Traumatic brain injuries are a serious problem, for both individuals and for the whole state of Washington. TBIs are often a personal tragedy. They can impact someone’s ability to function at home and at work. TBIs can even result in death. On a systemic level, TBIs are incredibly expensive. They lead to big medical bills, and they take people away from productive work.
TBIs by the numbers
Approximately 288,000 people are hospitalized for traumatic brain injuries in the U.S. each year. This kind of trauma has many causes and occurs across all age groups. Falls, sporting injuries, physical fights and auto accidents can all be causes of traumatic brain injuries. Children under four, the elderly and thrill-seeking young adults are the most common demographics to be afflicted with TBIs.
Symptoms of brain injuries include headaches, nausea, confusion and trouble speaking. It’s important to seek medical attention for TBIs as soon as possible after they occur. Recovery can depend on getting treatment quickly. For example, bleeding on the brain may require surgical intervention.

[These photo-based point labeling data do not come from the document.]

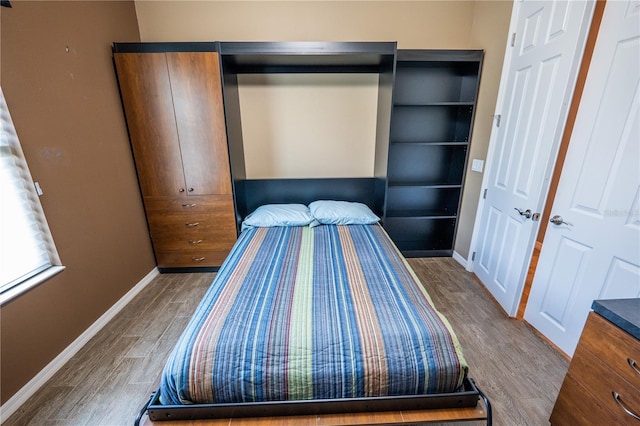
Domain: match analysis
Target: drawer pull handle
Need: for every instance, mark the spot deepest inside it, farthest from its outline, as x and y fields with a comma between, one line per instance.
x=616, y=397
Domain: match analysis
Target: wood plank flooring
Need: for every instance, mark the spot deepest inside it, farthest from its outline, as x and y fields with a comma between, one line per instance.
x=108, y=381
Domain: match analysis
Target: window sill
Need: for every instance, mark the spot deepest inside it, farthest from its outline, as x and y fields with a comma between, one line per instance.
x=27, y=285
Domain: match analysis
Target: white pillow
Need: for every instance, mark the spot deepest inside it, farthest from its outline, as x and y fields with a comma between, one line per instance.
x=278, y=215
x=330, y=212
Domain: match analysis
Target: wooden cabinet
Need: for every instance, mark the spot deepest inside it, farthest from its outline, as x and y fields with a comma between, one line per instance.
x=602, y=385
x=175, y=116
x=434, y=98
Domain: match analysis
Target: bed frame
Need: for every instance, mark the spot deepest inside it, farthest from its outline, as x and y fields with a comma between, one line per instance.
x=466, y=398
x=249, y=195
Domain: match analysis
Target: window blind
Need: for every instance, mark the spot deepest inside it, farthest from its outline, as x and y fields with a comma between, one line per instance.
x=26, y=246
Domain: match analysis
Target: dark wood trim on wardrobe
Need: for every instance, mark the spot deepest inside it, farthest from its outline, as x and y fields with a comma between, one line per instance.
x=564, y=147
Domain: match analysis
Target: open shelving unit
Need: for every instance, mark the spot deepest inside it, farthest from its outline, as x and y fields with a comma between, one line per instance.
x=434, y=99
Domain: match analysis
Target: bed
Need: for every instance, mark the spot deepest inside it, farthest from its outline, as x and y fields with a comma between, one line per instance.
x=310, y=316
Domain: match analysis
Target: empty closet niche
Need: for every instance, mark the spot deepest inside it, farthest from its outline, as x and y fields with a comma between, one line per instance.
x=308, y=125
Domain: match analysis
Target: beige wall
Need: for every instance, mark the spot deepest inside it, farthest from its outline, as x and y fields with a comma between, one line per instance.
x=413, y=24
x=59, y=83
x=60, y=86
x=308, y=125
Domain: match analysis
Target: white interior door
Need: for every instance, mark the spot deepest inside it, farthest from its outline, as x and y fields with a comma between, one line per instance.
x=596, y=254
x=537, y=84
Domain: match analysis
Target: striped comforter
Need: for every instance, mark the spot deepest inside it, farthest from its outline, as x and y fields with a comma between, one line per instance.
x=304, y=313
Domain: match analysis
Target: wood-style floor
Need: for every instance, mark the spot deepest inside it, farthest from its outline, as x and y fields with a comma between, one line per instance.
x=108, y=381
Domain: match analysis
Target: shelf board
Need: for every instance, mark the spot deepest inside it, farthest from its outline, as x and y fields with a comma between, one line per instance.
x=426, y=104
x=307, y=57
x=420, y=214
x=429, y=142
x=397, y=184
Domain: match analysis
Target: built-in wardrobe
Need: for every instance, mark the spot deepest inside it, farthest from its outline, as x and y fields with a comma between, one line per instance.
x=175, y=116
x=183, y=114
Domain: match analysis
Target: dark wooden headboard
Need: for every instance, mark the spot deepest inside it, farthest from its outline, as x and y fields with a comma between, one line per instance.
x=252, y=193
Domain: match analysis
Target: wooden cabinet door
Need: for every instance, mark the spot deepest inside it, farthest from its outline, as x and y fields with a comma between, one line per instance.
x=199, y=112
x=146, y=94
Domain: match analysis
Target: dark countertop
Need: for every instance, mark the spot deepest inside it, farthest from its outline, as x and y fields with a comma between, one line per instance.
x=625, y=313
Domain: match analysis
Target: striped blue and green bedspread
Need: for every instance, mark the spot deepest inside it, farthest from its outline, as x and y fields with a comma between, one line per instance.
x=303, y=313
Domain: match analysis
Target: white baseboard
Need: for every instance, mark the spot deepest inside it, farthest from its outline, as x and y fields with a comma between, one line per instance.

Even with prompt medical treatment, recovery from TBIs can depend on the severity of the initial injury. The Glasgow Coma Scale is a useful tool for measuring patients outcomes. Those with mild injuries may have dizziness, headaches and mood swings. However, they tend to improve over the course of a few weeks.
Moderate TBIs are much worse for patients. Roughly a quarter of these patients will have a lasting disability. Only about 60% will truly recover, and about a third of patients with severe head injuries will die. Many of these injuries are caused by the negligence of other parties, such as a distracted or impaired driver, and these victims might want to have legal assistance when seeking compensation for their losses.